We add our custom service:

ble.addService(customService);

And now that everything is set up, we can start advertising the connection:

// start advertising
ble.startAdvertising(); 

// infinite loop waiting for BLE interrupt events
while (true) {
   ble.waitForEvent(); //Save power
}

Compile your program and install it on your board (drag and drop it to the board).

Interacting with the GATT service - Evothings

The service we created and put on our board is interactive: we can read the LED’s status and change it. We do that using the “mbed Evothings GATT” example code. This example comes pre-packaged with the Evothings Workbench.

To run the app:

  1. Make sure you’ve installed the Evothings Workbench on your computer and the Evothings client on your phone.

  2. Download the application.

  3. Connect the workbench on your computer to the client on your smartphone (it will ask for your computer’s IP address).

  4. Click RUN on the “mbed Evothings GATT” program on the workbench.

  5. The code will run on your phone’s Evothings client.

You need to change the variable MyDeviceName (in the app.js file you downloaded from GitHub) to match the device name you gave to your mbed board:

// JavaScript code for the mbed ble scan app

// Short name for EasyBLE library.
var easyble = evothings.easyble;

// Name of device to connect to, 
// Change this name in the mbed code and the evothings code to match.
var MyDeviceName = "ChangeMe!!" 

You should review the app’s code to verify you understand the flow:

  1. On start up, the application searches for the device with the name you set earlier. This may take a moment.

  2. When it finds the device and connects to it, the message changes from connecting to connected and the toggle button changes to green.

  3. If you click that button, it will change to red and LED1 on the board will light up. See the .gif below for an example of the LED blinking when the toggle button is pressed.

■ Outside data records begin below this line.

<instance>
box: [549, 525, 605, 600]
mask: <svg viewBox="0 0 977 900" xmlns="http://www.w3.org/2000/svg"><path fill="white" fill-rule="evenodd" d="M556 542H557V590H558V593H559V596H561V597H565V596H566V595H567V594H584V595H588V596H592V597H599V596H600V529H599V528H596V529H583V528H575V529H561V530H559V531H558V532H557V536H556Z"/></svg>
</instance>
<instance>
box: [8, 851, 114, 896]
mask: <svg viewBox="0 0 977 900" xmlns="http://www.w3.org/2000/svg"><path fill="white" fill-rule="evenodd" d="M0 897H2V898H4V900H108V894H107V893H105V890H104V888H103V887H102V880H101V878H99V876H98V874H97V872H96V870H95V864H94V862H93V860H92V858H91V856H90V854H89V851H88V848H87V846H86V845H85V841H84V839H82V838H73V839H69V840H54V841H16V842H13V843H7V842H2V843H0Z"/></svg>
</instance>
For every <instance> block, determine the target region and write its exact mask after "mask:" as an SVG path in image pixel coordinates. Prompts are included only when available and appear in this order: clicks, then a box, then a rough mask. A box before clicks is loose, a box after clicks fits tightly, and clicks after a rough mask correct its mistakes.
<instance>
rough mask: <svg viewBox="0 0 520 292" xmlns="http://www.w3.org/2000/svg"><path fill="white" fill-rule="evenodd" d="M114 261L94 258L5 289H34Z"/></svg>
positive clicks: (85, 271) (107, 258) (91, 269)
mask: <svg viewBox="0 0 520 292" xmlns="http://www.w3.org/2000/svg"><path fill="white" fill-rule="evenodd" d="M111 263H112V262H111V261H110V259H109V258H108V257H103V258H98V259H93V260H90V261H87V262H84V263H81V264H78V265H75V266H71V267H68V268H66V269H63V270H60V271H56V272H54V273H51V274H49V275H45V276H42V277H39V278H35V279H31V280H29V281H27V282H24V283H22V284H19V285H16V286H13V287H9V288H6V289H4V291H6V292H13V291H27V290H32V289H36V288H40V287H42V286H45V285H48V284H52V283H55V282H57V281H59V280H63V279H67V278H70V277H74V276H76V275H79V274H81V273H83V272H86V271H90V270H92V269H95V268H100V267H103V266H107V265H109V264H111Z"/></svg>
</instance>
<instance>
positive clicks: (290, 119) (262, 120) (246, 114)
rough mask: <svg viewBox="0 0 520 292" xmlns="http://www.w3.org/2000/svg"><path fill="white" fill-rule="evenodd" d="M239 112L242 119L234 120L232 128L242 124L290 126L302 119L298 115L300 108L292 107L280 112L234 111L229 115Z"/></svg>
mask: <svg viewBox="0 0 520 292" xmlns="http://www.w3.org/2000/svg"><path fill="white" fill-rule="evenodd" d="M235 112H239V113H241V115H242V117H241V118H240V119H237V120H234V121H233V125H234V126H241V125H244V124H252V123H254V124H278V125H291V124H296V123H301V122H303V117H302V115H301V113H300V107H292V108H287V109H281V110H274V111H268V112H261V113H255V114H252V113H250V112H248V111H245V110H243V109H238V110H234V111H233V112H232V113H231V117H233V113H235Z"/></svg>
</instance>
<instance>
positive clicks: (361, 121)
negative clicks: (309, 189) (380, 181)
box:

This is the Evothings code snippet that is run on the smartphone to control the toggle function:

app.toggle = function()
{    
    // console.log(GDevice.__services[2].__characteristics[0]['uuid'])
    GDevice.readCharacteristic( 
        "0000a001-0000-1000-8000-00805f9b34fb",
        function(win){
            var view = new Uint8Array(win)
            var led = new Uint8Array(1)
            if(view[0] == ledON){
                $('#toggle').removeClass('green')
                $('#toggle').addClass('red')
                led[0] = ledOFF;
            }
            else if (view[0] == ledOFF){
                $('#toggle').removeClass('red')
                $('#toggle').addClass('green')
                led[0] = ledON;
            }
            GDevice.writeCharacteristic(
                '0000a002-0000-1000-8000-00805f9b34fb',
                led,
                function(win){console.log("led toggled successfully!")},
                function(fail){console.log("led toggle failed: "+fail)})

        },
        function(fail){
            console.log("read char fail: "+fail);
            }
        );
}